Getting at adult basic education students’ study strategies: a pilot study. (English)

van Groenestijn, Mieke (ed.) et al., Mathematics as part of lifelong learning. Proceedings of the 5th international conference of adults learning maths ‒ research forum, ALM 5, Utrecht, The Netherlands, July 1‒3, 1998. London: Goldsmiths College, University of London (ISBN 0-902986-46-5). 85-91 (1999).

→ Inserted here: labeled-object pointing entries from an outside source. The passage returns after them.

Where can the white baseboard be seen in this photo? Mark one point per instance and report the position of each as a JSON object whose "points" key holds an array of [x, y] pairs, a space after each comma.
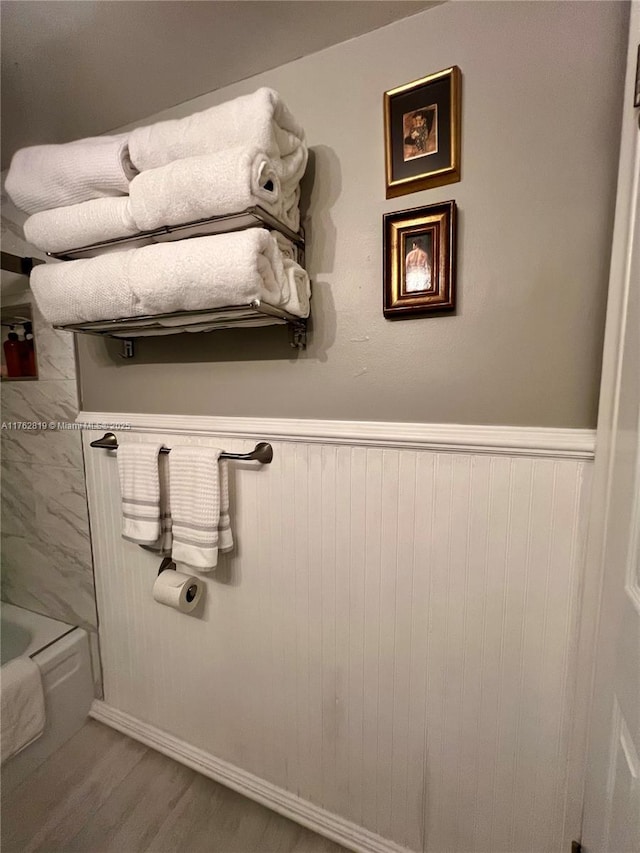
{"points": [[453, 438], [285, 803]]}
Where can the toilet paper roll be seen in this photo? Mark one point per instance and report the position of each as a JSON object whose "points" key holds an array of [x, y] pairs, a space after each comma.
{"points": [[177, 590]]}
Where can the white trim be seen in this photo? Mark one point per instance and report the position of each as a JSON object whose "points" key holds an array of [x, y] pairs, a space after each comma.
{"points": [[279, 800], [459, 438]]}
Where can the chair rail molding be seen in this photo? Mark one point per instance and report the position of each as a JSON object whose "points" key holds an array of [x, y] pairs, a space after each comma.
{"points": [[457, 438]]}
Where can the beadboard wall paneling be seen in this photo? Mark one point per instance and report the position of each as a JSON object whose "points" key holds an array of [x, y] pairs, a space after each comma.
{"points": [[391, 640]]}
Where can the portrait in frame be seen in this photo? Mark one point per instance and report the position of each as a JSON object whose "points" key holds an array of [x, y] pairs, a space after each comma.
{"points": [[419, 260], [422, 133]]}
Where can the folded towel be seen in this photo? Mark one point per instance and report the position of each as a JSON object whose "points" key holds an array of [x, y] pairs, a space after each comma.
{"points": [[188, 275], [198, 491], [21, 705], [140, 491], [260, 118], [46, 176], [77, 225], [210, 185]]}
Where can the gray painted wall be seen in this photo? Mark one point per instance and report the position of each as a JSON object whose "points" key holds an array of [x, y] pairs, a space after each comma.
{"points": [[542, 87]]}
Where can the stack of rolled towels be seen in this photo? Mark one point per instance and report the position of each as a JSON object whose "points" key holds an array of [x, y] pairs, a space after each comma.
{"points": [[243, 153]]}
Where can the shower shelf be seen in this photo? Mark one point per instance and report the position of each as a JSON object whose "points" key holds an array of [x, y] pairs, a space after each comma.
{"points": [[250, 218], [253, 314]]}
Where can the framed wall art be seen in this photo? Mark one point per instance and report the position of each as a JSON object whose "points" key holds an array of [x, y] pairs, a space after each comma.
{"points": [[422, 133], [419, 260]]}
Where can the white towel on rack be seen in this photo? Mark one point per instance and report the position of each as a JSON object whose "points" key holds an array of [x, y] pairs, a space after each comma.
{"points": [[42, 177], [214, 184], [188, 275], [162, 546], [140, 491], [66, 228], [260, 118], [199, 491], [209, 272], [85, 290], [21, 705]]}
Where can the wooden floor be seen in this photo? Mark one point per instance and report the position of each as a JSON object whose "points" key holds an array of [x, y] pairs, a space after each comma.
{"points": [[103, 792]]}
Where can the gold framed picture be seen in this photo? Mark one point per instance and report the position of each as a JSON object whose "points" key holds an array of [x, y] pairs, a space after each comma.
{"points": [[422, 133], [419, 260]]}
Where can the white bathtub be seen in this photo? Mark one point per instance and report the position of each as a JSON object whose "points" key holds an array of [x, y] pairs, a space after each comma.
{"points": [[62, 653]]}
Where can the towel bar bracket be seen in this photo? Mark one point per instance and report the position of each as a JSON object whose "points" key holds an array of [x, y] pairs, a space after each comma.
{"points": [[298, 334], [262, 452], [128, 350]]}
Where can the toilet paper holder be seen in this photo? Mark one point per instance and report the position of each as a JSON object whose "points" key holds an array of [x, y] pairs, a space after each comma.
{"points": [[167, 563]]}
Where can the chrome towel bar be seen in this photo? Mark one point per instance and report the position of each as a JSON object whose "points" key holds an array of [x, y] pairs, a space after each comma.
{"points": [[262, 452]]}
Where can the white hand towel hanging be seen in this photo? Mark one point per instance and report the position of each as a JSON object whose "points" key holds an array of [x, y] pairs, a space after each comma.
{"points": [[140, 491], [199, 506]]}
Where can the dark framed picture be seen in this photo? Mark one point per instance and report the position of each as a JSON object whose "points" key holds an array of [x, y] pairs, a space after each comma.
{"points": [[422, 133], [419, 260]]}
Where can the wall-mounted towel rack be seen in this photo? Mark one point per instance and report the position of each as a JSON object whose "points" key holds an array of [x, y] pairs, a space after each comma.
{"points": [[254, 314], [262, 452], [250, 218]]}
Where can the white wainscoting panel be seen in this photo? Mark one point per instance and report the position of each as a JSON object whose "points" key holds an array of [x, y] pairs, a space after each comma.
{"points": [[392, 639]]}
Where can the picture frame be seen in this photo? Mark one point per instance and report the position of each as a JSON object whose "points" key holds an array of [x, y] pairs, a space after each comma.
{"points": [[420, 261], [422, 133]]}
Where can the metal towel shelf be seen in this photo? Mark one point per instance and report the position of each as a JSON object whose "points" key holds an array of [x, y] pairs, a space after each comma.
{"points": [[263, 452]]}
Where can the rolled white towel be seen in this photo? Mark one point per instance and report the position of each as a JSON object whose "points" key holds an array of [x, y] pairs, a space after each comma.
{"points": [[209, 272], [260, 118], [188, 275], [209, 185], [42, 177], [78, 225], [85, 290]]}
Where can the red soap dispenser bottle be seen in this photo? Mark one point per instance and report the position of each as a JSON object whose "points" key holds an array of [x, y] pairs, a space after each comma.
{"points": [[27, 351], [12, 355]]}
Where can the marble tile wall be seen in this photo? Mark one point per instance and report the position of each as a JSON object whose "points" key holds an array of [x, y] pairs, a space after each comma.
{"points": [[46, 550]]}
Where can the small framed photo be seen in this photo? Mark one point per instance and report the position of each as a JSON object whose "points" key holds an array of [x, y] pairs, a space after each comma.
{"points": [[422, 133], [419, 260]]}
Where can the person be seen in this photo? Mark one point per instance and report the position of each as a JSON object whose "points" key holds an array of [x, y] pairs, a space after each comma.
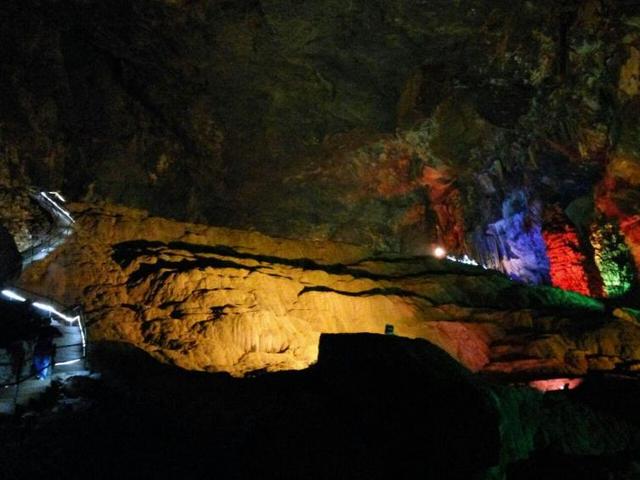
{"points": [[43, 355]]}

In 1997, the author combined a course assignment to conduct a pilot field research project with a long-standing interest in learning more about mathematical understandings of adults who enroll in adult basic education (ABE) programs. The setting was an adult learning center in Massachusetts in a math class of 16 adult learners, three of whom were the focus of the study. Through twelve participant class observations and five interviews she aimed to devise a way to begin to investigate and to document strategies low literate adults with little formal education use to successfully negotiate the mathematics embedded in the activities and demands of their lives. The findings from this initial foray suggest that adults enrolled in basic skill programs use some sensible strategies in their everyday math activity that either appear idiosyncratic or differ from traditionally taught school math. The author$\rq$s questions were: (1) What sturdy methods, strategies, and algorithms do adults (who enroll in ABE programs in the U.S.) use in their out-of-school mathematical practice? (2) How might it be possible to uncover such strategies in an ABE setting? (3) Once we do uncover personal strategies, what do we as teachers do with that information?